Figuras que remetem às múmias aparecem em obras como a de Cristiano Leenhardt.  Originário do Egito, o mosquito Aedes aegypti também ganha espaço, surgindo em uma tela de Oswald de Andrade Filho e em “Farra do Latifúndio”, obra inédita de Vivian Caccuri.

 Vivian Caccuri, Farra do latifúndio, 2022

O próximo núcleo é “Meios de Transporte”. “A revolução tecnológica da modernidade encurtou distâncias e abriu caminhos novos para o corpo humano e, ao mesmo tempo, colocou-o diante de perigos e impasses inéditos. Não por acaso, a imaginação modernista incorporou obsessivamente a suas criações esses novos veículos que alteraram para sempre a face do mundo”, explicam os curadores.

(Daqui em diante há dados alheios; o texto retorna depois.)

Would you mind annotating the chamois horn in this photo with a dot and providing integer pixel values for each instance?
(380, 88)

Há registros da passagem do dirigível Graf Zeppelin pelo Brasil nos anos 1930 e de um bonde empacado fotografado por Mario de Andrade. Mas o núcleo não se restringe a veículos de locomoção. “Pelo telefone” é o primeiro samba registrado fonograficamente. Daniel de Paula transforma em escultura uma luminária sucateada da Avenida Paulista, em São Paulo. Gravações feitas por Roquette Pinto de canções dos indígenas Pareci e Nambikawara e obras de Denilson Baniwa que inserem aparelhos tecnológicos no cotidiano indígena preparam o visitante para o último núcleo.

“Índios Errantes” se dá na contramão da idealização do indianismo romântico. É menos a “Iracema” de características europeias de Antônio Parreiras e mais o “Macunaíma” revisitado por Fernando Lindote. O núcleo traz obras de Anna Maria Maiolino, Carybé, Flávio Império, Hélio Oiticica, Lygia Pape, Paulo Nazareth e Regina Parra. Registros da expedição realizada por Mário de Andrade à região amazônica em 1927 e fotos de Claudia Andujar e Alice Brill também estão presentes nesta seção.

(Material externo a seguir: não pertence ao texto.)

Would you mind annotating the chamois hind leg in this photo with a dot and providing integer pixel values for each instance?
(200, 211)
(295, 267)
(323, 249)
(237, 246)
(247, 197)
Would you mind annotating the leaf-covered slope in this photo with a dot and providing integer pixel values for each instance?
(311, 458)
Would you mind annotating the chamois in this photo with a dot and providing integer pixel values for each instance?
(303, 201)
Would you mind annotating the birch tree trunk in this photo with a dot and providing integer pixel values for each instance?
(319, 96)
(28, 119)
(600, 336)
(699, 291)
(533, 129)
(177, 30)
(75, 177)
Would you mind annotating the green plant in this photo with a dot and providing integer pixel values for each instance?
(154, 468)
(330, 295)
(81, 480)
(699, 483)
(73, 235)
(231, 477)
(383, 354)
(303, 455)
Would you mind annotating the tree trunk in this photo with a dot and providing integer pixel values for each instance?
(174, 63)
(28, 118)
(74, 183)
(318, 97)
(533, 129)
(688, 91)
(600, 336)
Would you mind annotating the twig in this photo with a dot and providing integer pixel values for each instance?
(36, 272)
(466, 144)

 Lais Myrrha, Estudo de caso Kama Sutra 55 Ano 2021 Acervo Coleção da Artista. Cortesia Galeria Millan

A literatura é parte muito relevante da exposição, tangenciando e desdobrando sua pesquisa. Em toda a mostra, há trechos de autores diversos, que vão de Clarice Lispector a Ana Cristina Cesar, de Menotti del Picchia a Glauber Rocha. Em “Índios Errantes” ganha destaque um texto de 2018 do artista indígena Jaider Esbell, morto no ano passado. “O ser que sou, eu mesmo, é homem, um guerreiro pleno de 1,68 metros, 82 kg, 39 anos. É livre como deve ser. É livre como é meu avô Makunaima ao se lançar na capa do livro do Mário de Andrade (…)”.

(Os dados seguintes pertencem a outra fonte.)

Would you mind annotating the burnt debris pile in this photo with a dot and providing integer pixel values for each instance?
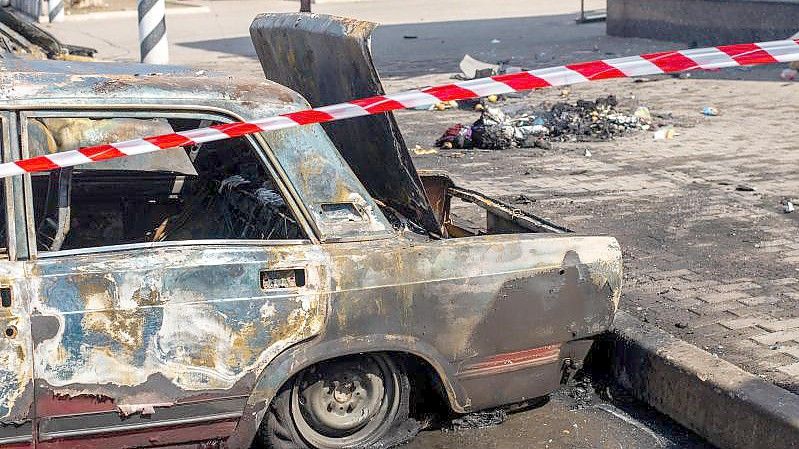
(525, 127)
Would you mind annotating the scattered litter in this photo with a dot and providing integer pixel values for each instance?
(523, 199)
(524, 127)
(445, 105)
(418, 150)
(458, 136)
(473, 68)
(789, 74)
(478, 420)
(665, 134)
(643, 114)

Encerrando a visita, na varanda ao ar livre, o público conhecerá a instalação dos carnavalescos Gabriel Haddad e Leonardo Bora, campeões pela Acadêmicos do Grande Rio neste ano. “Exunautas” é uma remontagem de parte do carro alegórico que encerrou o desfile da escola de samba na Sapucaí. Ela traz sete esculturas que representam o orixá Exu e suas dimensões transformadoras.

Gabriel Haddad e Leonardo Bora, Exunautas (Foto: Carol Quintanilha)

“Desvairar 22” contempla a ação em rede “Diversos 22: Projetos, Memórias, Conexões”, desenvolvida pelo Sesc São Paulo.

“Diversos 22 – Projetos, Memórias, Conexões” é uma ação em rede do Sesc São Paulo, em celebração ao Centenário da Semana de Arte Moderna de 1922 e ao Bicentenário da Independência do Brasil em 1822, com atividades artísticas e socioeducativas, programações virtuais e presenciais em unidades na capital, interior e litoral do estado de São Paulo, com o objetivo de marcar um arco temporal que evoca celebrações e reflexões de naturezas diferentes, mas integradas e em diálogo, acerca dos projetos, memórias e conexões relativos à efeméride, no sentido de discuti-los, aprofundá-los e ressignificá-los, em face dos desafios apresentados no tempo presente. A programação teve início em setembro de 2021, com a realização do Seminário “Diversos 22: Levantes Modernistas”, e encerra-se em dezembro de 2022. Mais informações, acesse.

EXPOSIÇÃO ‘”DESVAIRAR 22”

Abertura: 27 de agosto, às 11h

Visitação até 15 de janeiro: terça a sábado, das 10h30 às 21h | domingos e feriados, das 10h30 às 18h

Local: Sesc Pinheiros – Endereço: Rua Paes Leme, 195, Pinheiros, São Paulo, SP

Estacionamento com manobrista: terça a sexta, das 7h às 21h; Sábado, domingo, feriado, das 10h às 18h. Para atividades no Teatro Paulo Autran, preço único: R$ 12,00 (Credencial Plena) e R$ 18,00 (Credencial MIS, Credencial Atividades e não credenciados ao Sesc).